Artikel ini membahas salah satu cara mengukur resiko kebangkrutan yang digunakan oleh beberapa penelitian terdahulu. Metode yang akan dibahas dalam artikel ini adalah metode expected default frequency (EDF) yang dikembangkan oleh Bharath & Shumway (2008). Metode ini berlandaskan pada argument bahwa ekuitas merupakan opsi beli atas nilai perusahaan dengan harga kesepakatan setara dengan nilai hutang perusahaan. Oleh karena itu, kebangkrutan akan terjadi apabila nilai tersebut turun di bawah nilai hutang.

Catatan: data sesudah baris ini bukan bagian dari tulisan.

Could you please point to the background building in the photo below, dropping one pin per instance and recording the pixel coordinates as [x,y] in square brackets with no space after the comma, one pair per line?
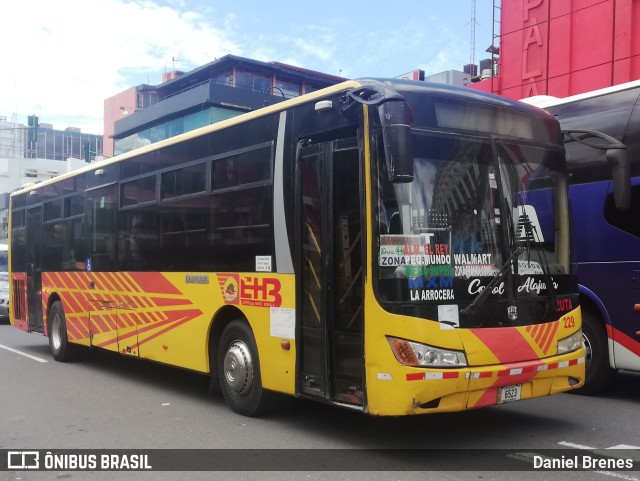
[29,154]
[565,47]
[219,90]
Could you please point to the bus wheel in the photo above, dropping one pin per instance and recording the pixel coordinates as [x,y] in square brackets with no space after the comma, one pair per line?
[239,371]
[599,374]
[61,348]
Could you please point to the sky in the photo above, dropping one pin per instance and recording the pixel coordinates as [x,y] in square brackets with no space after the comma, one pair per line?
[61,59]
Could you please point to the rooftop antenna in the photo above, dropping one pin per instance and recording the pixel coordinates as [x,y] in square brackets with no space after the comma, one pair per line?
[472,57]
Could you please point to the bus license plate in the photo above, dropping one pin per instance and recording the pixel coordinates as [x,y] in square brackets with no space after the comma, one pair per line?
[510,393]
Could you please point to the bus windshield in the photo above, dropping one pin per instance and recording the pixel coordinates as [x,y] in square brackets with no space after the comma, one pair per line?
[472,212]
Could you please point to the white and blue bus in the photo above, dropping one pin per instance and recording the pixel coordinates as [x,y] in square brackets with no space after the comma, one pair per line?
[604,198]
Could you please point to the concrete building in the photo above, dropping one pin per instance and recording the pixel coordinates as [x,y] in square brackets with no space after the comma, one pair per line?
[184,101]
[23,160]
[562,48]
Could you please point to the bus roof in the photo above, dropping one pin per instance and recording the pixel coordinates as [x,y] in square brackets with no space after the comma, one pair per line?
[401,85]
[544,101]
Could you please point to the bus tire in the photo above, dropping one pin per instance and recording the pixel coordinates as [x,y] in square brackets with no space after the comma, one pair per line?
[239,371]
[599,374]
[61,348]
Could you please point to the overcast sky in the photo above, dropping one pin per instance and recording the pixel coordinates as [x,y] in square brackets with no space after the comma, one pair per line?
[61,59]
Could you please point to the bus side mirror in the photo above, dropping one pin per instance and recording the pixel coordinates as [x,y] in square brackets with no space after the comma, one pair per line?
[396,118]
[621,175]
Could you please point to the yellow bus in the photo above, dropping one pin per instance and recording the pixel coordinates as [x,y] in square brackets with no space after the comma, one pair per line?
[377,245]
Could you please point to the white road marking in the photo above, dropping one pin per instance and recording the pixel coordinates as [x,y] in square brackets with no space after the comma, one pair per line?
[577,446]
[39,359]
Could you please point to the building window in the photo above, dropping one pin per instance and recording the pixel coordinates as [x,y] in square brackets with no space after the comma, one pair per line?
[290,89]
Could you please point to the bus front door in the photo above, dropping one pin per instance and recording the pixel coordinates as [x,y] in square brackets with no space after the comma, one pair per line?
[331,362]
[34,270]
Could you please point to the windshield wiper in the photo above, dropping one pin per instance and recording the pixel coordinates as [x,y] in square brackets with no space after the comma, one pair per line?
[475,304]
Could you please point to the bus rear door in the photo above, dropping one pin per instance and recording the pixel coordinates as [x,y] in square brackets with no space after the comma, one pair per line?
[331,293]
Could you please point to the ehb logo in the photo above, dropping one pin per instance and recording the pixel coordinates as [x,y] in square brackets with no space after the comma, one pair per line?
[23,460]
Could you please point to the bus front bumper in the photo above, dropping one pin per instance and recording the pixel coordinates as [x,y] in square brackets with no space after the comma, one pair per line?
[445,390]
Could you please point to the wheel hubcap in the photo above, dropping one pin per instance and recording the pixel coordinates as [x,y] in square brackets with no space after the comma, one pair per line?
[238,367]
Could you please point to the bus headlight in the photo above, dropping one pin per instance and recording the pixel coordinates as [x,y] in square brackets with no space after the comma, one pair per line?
[570,343]
[412,353]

Berdasarkan argument tersebut, Bharath & Shumway (2008) membangun suatu model matematika yang memuat nilai ekuitas perusahaan dan nilai hutang perusahaan dengan memperhatikan tingkat kembalian saham perusahaan dan volatilitas kembalian saham perusahaan.

REFERENSI:

  • Bharath, S. T., Shumway, T., 2008. Forecasting Default with the Merton Distance to Default Model. The Review of Financial Studies, 21, 1339–1369.
  • Brogaard, J., Li, D., Xia, Y., 2017. Stock liquidity and default risk. Journal of Financial Economics, 124, 486–502.
  • Hsu, P. H., Lee, H. H., Liu, A. Z., Zhang, Z., 2015. Corporate innovation, default risk, and bond pricing. Journal of Corporate Finance, 35, 329–344.